29. The courts have consistently held that the protection offered under Rule 42(1)(a) does not extend to litigants who choose to remain inactive. The Supreme Court of Appeal made it clear in Freedom Stationery v Hassam that the rule serves to correct procedural errors that led to an unjust outcome but does not allow a litigant to avoid the consequences of wilful action that results in non-compliance.

30. In respect of my discretion to grant rescission where fairness and justice dictate such an outcome11 it would rather be fair considering the circumstances of this matter to exercise my discretion against granting a rescission.

31. Finally, it is worth noting that the mere assertion that the applicant was under debt review does not entitle her to the relief sought.
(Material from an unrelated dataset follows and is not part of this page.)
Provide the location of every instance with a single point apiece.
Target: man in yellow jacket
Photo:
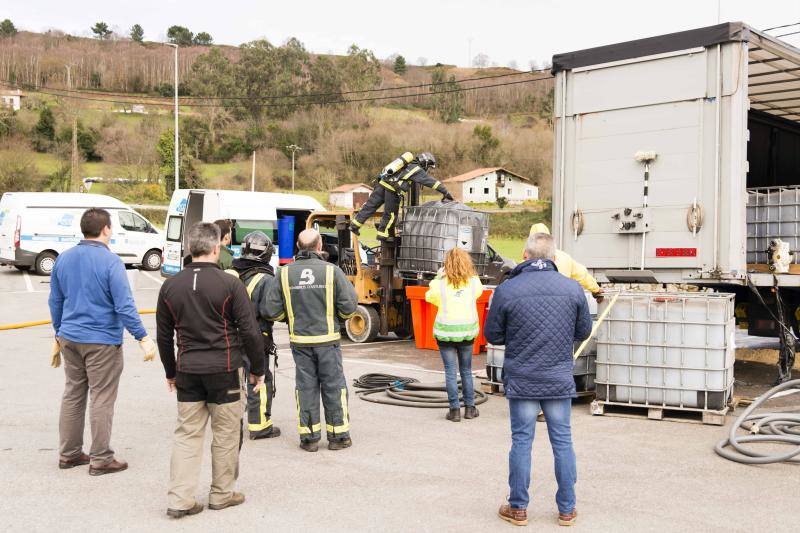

As noted in Munien vs BMW12, once the credit provider has complied with the termination procedures under ss 86(10) of the NCA, the onus shifts to the consumer to take action.


 

Conclusion

32. In light of the foregoing, the applicant has failed to identify any procedural error, nor has she provided a reasonable explanation for her failure to defend the action despite being personally served. Accordingly, I find that the judgment was correctly granted, and there is no basis for rescission.

33. In respect of costs, the conduct of Mr. Ramabu, warrants an award of costs de bonis propriis. The principle underlying such an award is that it is typically reserved for instances where a person acting in a representative capacity has conducted litigation in a manner that is negligent, unreasonable, or that lacked bona fides13. The actions of Mr. Ramabu in this case by failing to comply with a court order for the filing of papers and heads of argument, the last-minute withdrawal of counsel, the condonation of the submission of irrelevant heads of argument by the advocate, and the unprofessional manner in which the court appearance was handled, all point to a lack of diligence and unprofessional misconduct. Add to that the attempt to seek a postponement via email on the day of the hearing, without ensuring proper representation for his client. Such conduct justifies an order for costs de bonis propriis. I therefore find that Mr. Ramabu’s conduct was negligent and unreasonable and accordingly I am inclined to award costs against him personally, de bonis propriis, as a reflection of the court's disapproval of his conduct and as a reminder of the high standard of professionalism that the legal practitioners must uphold.

34. The rescission application is therefore dismissed with costs de bonis propriiis, on an attorney and client scale granted against Mr. Ramabu, in his personal capacity.


 

____________________________

A MONTZINGER

 

Acting Judge of the High Court


 

Appearances:

Applicants’ counsel: Mr. Garces

Applicant’s attorney: Kemp & Associates Attorneys

Respondent’s counsel: Absent

Respondent’s attorney: Absent


 

 

1 As the defendant in the action

2 As the plaintiff in the action

3 28 September 2023, 23 October 2023, and 30 October 2023

4 Van Vuuren v Jansen 1977 (3) SA 1062 (T)).

5 Lodhi 2 Properties Investments CC v Bondev Developments (Pty) Ltd 2007 (6) SA 87 (SCA)

6 Freedom Stationery (Pty) Limited and Others v Hassam and Others 2019 (4) SA 459 (SCA) (“Freedom v Hassam”)

7 Zuma v Secretary of the Judicial Commission of Inquiry into Allegations of State Capture, Corruption and Fraud in the Public Sector Including Organs of State and Others [2021] ZACC 28

8 Munien vs BMW Financial Services (SA) (Pty) Ltd and Another 2010 (1) SA 549 (KZD) (“Munien v BMW”)

9 Van Vuuren v Jansen 1977 (3) SA 1062 (T)

10 Lodhi 2 Properties Investments CC v Bondev Developments (Pty) Ltd 2007 (6) SA 87 (SCA)

11 Zuma Zuma v Secretary of the Judicial Commission of Inquiry into Allegations of State Capture, Corruption and Fraud in the Public Sector Including Organs of State and Others [2021] ZACC 28]

12 Munien vs BMW Financial Services (SA) (Pty) Ltd and Another 2010 (1) SA 549 (KZD)

13 Vermaak’s Executor v Vermaak’s Heirs 1909 TS 679 and reaffirmed in Grobbelaar v Grobbelaar 1959 (4) SA 719 (A).